The paper tackles the gap between theoretical algorithm specifications and physical implementations in database systems, presenting CODA, a testing framework that isolates subtle translation defects in join algorithms, as demonstrated with the TreeTracker Join algorithm, leading to refined formal preconditions and a robust test generation pipeline.

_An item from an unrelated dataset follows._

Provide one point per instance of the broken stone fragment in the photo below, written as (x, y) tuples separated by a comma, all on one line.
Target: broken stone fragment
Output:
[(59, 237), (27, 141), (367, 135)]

Equipping query processing systems with provable theoretical guarantees has been a central focus at the intersection of database theory and systems in recent years. However, the divergence between theoretical abstractions and system assumptions creates a gap between an algorithm's high-level logical specification and its low-level physical implementation. Ensuring the correctness of this logical-to-physical translation is crucial for realizing theoretical optimality as practical performance gains. Existing database testing frameworks struggle to address this need because necessary algorithm-specific inputs such as join trees are absent from standard test case generation, and integrating complex algorithms into these frameworks imposes prohibitive engineering overhead. Fallback solutions, such as using macro-benchmark queries, are inherently too noisy for isolating intricate defects during this translation. In this experience paper, we present a retrospective analysis of $\mathsf{CODA}$, a computer-orchestrated testing framework utilized during the physical co-design of TreeTracker Join ($\mathsf{TTJ}$), a theoretically optimal yet practical join algorithm recently published in ACM TODS. By synthesizing minimal reproducible examples, $\mathsf{CODA}$ successfully isolates subtle translation defects, such as state mismanagement and mapping conflicts between join trees and bushy plans. We demonstrate that this logical-to-physical translation process is a bidirectional feedback loop: early structural testing not only hardened $\mathsf{TTJ}$'s physical implementation but also exposed a boundary condition that directly refined the formal precondition of $\mathsf{TTJ}$ itself. Finally, we detail how confronting these translation challenges drove the architectural evolution of $\mathsf{CODA}$ into a robust, structure-aware test generation pipeline for join-tree-dependent algorithms.